Sommes-nous libres lorsque nous n’agissons pas (abstentions) ?

mercredi 2 septembre 2015, par theopedie

En bref : On qualifie de libre ce dont nous sommes maîtres. Mais nous sommes maîtres d’agir ou de ne pas agir, de souhaiter et de ne pas souhaiter. Donc, de même que nos activités et nos souhaits sont libres, de mêmes en est-il de nos abstentions.

On qualifie de libre ce qui procède de notre liberté. Mais il y a deux façons pour une chose de procéder d’une autre :

• directement, c’est-à-dire comme une réalité émanant d’un agent, à la manière dont la couleur émane de la lumière.

• ou bien indirectement, du fait même qu’il n’y a pas d’action, à la manière d’un naufrage de navire provenant d’une absence du pilote.

Toutefois, il est à remarquer que les conséquences d’une absence d’acte ne doivent pas toujours être attribuées, comme à leur cause, à l’agent du seul fait qu’il n’agit pas, mais seulement lorsqu’il pouvait et devait agir. Ainsi le pilote qui n’avait pas les moyens de diriger le navire ou auquel sa direction n’avait pas été confiée, ne serait-il pas responsable d’un naufrage qui résulterait de l’absence du pilote.

Donc, puisque la liberté peut, en souhaitant et en voulant, s’interdire de ne pas souhaiter et de ne pas vouloir, et puisque parfois elle le doit, ne pas souhaiter et ne pas vouloir lui est imputé comme venant d’elle. C’est de cette façon que la liberté s’étend même à l’abstention d’activité ; tantôt sans activité extérieure mais avec une activité intérieure comme lorsqu’il y a le souhait de ne pas agir, tantôt même dans l’absence d’activité intérieure lorsqu’il n’y a pas de souhait.

Objections et solutions :

1. On qualifie de libre ce qui procède de la liberté. Or rien ne peut procéder de la liberté sinon par une activité, à tout le moins une activité de liberté.
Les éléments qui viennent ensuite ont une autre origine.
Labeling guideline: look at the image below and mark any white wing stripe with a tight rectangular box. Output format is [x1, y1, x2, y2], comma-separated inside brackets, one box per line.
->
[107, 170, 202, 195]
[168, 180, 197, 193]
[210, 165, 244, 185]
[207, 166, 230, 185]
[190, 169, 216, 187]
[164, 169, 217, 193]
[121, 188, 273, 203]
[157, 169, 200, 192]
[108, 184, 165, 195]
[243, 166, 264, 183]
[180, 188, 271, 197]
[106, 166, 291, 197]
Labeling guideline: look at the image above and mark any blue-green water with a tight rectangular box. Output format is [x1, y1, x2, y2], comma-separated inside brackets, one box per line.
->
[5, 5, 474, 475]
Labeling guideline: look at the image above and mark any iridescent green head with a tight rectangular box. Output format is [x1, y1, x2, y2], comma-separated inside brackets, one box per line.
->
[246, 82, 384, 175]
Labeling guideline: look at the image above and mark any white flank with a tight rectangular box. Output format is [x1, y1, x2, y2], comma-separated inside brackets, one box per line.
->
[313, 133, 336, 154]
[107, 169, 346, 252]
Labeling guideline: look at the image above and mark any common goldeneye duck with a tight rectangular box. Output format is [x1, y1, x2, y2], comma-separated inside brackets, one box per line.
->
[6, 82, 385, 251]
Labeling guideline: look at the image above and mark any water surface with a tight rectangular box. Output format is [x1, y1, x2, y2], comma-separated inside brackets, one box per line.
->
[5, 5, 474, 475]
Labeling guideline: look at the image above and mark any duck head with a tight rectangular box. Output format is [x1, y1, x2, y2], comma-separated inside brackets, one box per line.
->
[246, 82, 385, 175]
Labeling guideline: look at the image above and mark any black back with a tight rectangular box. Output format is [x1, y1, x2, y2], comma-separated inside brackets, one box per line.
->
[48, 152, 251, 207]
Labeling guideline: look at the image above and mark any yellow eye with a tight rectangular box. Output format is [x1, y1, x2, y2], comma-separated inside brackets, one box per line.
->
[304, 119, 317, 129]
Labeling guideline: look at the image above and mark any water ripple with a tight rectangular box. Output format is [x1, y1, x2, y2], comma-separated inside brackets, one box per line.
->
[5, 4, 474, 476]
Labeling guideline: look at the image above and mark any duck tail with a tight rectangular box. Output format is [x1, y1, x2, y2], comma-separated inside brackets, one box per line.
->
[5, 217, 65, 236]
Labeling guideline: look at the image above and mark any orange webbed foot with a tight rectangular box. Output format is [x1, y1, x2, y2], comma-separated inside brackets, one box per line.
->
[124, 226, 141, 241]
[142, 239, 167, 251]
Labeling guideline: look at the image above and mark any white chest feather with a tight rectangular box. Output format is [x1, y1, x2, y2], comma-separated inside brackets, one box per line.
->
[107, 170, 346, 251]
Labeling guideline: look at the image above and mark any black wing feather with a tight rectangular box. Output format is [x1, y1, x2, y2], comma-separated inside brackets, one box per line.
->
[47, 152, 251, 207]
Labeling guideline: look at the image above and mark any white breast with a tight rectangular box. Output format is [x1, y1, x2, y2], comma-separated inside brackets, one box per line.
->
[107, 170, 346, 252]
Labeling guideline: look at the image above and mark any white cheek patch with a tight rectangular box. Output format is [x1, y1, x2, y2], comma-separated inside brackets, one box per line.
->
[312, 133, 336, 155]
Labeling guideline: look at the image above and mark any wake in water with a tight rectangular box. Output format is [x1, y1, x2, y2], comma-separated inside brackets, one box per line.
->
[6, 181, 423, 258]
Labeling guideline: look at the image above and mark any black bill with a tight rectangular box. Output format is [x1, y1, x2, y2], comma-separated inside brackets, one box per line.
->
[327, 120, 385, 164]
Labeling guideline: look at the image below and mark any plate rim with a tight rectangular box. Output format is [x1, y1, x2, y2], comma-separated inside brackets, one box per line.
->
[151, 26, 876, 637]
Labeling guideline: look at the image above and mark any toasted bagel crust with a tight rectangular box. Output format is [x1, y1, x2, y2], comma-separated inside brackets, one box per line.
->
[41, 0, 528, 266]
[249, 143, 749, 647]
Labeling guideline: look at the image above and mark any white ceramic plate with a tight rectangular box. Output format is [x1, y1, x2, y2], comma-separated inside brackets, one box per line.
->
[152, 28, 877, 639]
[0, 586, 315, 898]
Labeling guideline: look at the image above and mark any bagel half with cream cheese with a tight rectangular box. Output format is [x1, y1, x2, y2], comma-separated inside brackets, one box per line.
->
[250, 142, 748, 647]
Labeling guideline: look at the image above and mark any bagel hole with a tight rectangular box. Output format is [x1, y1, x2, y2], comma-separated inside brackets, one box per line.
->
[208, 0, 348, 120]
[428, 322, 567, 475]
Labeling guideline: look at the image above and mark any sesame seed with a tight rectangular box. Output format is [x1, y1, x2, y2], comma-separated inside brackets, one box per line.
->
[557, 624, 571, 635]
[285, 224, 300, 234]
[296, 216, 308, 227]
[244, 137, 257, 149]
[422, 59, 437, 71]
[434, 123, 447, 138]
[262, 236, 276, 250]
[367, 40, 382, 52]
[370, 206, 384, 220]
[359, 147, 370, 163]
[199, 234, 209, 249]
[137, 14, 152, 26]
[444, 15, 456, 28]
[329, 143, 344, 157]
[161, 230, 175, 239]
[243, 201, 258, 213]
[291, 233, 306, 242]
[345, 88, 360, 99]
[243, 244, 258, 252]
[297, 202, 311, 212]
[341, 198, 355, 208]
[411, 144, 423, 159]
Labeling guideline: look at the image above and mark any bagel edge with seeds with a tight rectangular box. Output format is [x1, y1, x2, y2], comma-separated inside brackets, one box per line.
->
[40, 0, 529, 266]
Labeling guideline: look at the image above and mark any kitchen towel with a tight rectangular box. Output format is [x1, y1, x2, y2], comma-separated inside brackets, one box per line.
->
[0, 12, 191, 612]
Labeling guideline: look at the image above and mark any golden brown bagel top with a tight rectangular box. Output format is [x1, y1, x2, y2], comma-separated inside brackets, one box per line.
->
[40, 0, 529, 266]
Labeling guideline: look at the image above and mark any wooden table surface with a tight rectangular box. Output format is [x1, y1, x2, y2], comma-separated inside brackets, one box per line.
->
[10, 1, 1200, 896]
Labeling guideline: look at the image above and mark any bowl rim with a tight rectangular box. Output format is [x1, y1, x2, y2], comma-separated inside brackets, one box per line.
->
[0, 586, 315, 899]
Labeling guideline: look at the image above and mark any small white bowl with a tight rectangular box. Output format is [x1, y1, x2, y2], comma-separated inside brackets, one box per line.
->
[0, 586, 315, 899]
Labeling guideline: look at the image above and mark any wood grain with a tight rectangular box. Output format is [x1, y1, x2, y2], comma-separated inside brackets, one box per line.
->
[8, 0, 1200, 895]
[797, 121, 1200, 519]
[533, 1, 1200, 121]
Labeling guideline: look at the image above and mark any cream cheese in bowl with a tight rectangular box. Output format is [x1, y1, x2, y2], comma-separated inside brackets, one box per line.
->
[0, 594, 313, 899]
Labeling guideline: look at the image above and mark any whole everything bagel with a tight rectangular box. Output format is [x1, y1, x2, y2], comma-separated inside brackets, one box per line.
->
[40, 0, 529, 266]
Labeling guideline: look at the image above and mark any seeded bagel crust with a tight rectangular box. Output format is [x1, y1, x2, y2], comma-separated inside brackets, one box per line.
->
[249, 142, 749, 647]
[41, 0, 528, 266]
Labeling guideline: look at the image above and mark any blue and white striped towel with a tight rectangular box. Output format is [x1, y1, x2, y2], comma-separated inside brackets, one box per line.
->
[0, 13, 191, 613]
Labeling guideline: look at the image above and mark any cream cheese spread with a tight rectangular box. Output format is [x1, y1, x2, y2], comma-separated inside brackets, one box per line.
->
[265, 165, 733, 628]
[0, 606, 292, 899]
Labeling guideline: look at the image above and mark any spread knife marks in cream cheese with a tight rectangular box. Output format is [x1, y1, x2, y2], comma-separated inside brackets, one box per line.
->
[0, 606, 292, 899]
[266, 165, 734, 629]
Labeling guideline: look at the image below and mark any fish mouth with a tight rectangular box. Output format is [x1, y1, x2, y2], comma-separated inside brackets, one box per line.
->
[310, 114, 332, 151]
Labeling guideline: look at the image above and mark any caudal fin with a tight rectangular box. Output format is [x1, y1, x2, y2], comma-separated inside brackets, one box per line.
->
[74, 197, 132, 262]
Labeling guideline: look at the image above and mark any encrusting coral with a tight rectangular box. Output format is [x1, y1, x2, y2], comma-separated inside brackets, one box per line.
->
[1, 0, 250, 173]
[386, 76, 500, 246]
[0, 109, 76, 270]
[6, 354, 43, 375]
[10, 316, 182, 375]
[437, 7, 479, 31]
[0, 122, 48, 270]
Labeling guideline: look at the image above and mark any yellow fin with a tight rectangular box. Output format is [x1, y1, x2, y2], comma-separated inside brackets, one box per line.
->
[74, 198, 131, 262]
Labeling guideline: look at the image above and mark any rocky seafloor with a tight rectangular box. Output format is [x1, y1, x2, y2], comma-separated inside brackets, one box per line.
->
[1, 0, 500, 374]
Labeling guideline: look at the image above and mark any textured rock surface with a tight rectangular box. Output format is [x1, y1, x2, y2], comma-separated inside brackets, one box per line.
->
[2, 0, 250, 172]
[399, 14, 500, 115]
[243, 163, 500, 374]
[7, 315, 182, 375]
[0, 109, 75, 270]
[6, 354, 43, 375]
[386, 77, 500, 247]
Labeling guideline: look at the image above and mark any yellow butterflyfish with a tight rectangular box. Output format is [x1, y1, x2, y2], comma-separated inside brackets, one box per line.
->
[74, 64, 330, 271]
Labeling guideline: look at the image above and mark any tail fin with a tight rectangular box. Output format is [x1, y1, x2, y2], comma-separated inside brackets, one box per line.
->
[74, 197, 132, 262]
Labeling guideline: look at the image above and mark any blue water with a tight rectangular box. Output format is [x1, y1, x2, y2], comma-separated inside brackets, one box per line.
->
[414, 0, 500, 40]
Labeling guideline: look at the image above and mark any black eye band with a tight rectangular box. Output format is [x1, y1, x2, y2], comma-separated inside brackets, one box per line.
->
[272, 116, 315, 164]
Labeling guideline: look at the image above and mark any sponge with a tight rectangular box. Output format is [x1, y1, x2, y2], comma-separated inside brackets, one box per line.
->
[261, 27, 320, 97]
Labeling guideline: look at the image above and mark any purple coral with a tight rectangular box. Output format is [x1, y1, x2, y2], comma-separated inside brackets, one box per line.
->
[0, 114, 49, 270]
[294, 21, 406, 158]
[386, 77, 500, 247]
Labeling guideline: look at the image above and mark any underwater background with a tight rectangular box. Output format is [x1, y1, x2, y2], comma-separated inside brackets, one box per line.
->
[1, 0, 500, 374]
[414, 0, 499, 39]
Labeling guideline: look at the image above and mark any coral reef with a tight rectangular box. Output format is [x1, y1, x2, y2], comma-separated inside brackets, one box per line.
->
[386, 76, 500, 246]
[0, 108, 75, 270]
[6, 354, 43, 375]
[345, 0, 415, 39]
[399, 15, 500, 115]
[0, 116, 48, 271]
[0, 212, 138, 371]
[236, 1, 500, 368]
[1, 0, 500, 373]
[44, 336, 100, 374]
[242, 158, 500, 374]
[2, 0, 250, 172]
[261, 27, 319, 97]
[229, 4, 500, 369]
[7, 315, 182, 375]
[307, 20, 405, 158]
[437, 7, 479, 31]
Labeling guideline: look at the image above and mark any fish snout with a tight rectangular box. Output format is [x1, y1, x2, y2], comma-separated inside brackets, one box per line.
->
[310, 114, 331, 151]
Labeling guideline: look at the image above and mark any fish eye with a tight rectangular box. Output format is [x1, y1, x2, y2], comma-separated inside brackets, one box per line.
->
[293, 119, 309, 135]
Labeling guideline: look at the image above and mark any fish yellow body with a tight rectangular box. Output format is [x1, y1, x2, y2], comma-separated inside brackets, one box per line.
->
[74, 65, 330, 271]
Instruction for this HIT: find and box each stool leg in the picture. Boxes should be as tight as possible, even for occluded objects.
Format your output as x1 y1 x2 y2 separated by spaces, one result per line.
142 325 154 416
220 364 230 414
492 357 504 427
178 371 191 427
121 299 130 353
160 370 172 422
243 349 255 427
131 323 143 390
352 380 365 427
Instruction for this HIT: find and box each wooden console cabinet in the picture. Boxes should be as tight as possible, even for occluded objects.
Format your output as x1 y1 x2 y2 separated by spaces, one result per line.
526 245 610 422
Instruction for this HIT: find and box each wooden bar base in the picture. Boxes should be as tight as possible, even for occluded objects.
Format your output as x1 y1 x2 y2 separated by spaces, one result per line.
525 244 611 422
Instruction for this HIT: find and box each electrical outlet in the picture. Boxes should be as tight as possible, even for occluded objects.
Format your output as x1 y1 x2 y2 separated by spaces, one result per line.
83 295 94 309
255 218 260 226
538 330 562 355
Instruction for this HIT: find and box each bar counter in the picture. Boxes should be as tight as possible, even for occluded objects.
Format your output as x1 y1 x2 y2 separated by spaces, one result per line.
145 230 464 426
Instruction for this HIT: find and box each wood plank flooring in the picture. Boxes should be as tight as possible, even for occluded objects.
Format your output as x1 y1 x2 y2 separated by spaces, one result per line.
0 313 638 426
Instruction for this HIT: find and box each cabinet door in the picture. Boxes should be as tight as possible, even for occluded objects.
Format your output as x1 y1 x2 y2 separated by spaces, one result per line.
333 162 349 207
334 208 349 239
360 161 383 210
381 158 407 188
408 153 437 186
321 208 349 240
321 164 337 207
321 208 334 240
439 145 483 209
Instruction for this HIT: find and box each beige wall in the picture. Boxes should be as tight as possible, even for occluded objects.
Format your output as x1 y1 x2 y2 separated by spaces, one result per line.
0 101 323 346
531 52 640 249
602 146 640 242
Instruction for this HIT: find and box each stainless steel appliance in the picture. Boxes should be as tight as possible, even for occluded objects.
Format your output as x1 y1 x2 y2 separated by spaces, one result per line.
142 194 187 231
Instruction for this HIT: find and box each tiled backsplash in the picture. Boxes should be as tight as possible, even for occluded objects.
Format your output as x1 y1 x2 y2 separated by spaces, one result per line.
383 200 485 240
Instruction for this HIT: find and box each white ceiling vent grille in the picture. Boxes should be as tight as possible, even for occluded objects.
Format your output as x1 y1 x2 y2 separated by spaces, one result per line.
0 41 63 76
Il ne peut donc y avoir de liberté sans activité.

• La qualification de libre ne convient pas seulement à ce qui procède directement de la liberté parce qu’elle est active, mais encore à ce qui résulte indirectement d’elle parce qu’elle est inactive.

2. On dit que quelqu’un souhaite quelque chose de par l’activité de sa liberté ; de même, cette activité cessant, on dit qu’il ne souhaite rien à cause de l’activité de sa liberté. Mais n’avoir aucun souhait supprime la liberté. Donc il ne peut y avoir de liberté si l’activité de la liberté vient à s’interrompre.

• L’expression « ne pas souhaiter » (non velle) peut être entendue en deux sens. Ou bien comme si c’était un seul mot, c’est-à-dire comme l’infinitif du verbe « je souhaite ne pas » (nolo) ; de même que l’expression « je ne souhaite pas lire » (nolo legere) signifie « je souhaite ne pas lire » (volo non legere), ainsi « ne pas souhaiter lire » (non velle legere) signifie « souhaiter ne pas lire » (velle non legere) ; en ce sens « ne pas souhaiter » est engendre une liberté. - Ou bien « ne pas souhaiter » est pris comme un terme complexe, auquel cas on affirme aucun souhait libre en acte, et cet absence de souhait ne cause pas de liberté.

3. Nous l’avons dit, la connaissance est nécessaire à la liberté. Mais la connaissance vient d’une activité. Donc il ne peut y avoir de liberté sans activité.

• Une activité cognitive est requise pour la liberté de la même manière qu’une activité libre et volitive : qu’on ait effectivement le pouvoir de discerner, comme de souhaiter et d’agir. Et alors, de même que « ne pas souhaiter » et « ne pas agir », lorsque c’était le moment, est de notre liberté, ainsi en est-il pour « ne pas discerner ».